Somebody like Mirimanoff, who introduced the plain "extra-ordinary",
then saw that as soon as Mirimanoff brought that up, then
ZF set theory had an axiom of regular/ordinary infinity added to it,
thus that Russell's "paradox" was put away, then for some
relatively simple things or the establishment of an inequality
the uncountability, to so follow.
The anti-diagonal argument as discovered by du Bois Reymond,
and nested intervals known since forever, the m-w proof as
is one of the number-theoretic proofs of uncountability,
another bit for continued fractions, these are the number-theoretic
results for uncountability, then there's the set-theoretic
bit or the powerset result.
So, the idea of providing an example to uncountability,
would be a 1-1 and onto function a bijection, between
countable domain and here most succinctly, the unit interval,
each of the points of the unit interval. This would be
with regards to the "number-theoretic" arguments.
Then, there would also need be a "set-theoretic" counter-example.
Here's that's provided by the "natural/unit equivalency function",
which falls out of the number-theoretic results un-contradicted,
and then some "ubiquitous ordinals" between ordering-theory and
set-theory, not unlike Cohen's forcing establishing the ndependence
of the Continuum Hypothesis, which one can also see as forestalling
what's a contradiction after ZF, since ordinals either would or
wouldn't live between cardinals with or without CH.

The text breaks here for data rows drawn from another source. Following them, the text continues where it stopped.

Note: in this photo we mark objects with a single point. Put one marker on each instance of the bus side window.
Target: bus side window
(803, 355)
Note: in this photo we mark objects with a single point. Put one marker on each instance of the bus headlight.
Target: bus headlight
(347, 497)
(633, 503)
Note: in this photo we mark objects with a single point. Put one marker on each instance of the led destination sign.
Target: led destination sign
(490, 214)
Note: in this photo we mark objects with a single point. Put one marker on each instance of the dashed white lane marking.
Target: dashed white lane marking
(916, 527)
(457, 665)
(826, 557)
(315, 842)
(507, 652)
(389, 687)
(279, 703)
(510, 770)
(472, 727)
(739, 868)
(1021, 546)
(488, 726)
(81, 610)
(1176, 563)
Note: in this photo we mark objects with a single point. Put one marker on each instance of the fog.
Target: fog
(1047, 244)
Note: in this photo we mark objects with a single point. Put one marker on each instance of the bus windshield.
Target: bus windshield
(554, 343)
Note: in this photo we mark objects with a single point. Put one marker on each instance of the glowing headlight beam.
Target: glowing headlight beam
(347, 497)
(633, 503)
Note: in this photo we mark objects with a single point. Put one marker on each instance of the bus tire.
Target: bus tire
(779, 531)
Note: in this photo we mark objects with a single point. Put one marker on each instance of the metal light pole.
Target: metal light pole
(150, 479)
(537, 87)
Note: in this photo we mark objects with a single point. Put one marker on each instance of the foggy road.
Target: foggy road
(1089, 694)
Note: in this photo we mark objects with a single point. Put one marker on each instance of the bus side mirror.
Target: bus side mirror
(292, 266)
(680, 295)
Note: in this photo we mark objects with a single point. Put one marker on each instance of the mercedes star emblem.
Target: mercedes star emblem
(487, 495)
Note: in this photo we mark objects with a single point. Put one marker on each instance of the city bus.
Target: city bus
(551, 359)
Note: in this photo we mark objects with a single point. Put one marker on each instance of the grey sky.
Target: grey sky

So, providing a counterexample and noting that
the "restrictions of comprehension" are _stipulations_
and thusly _non-logical_, makes for an inclusive take
on a foundation beneath _ordinary_ set theory: _extra-ordinary_
set theory. ("A theory of one relation: elt.")
In this way we can have extra-ordinary theory and plain
simple classical logical theory and plain ordinary regular
set theory, all quite thoroughly logical.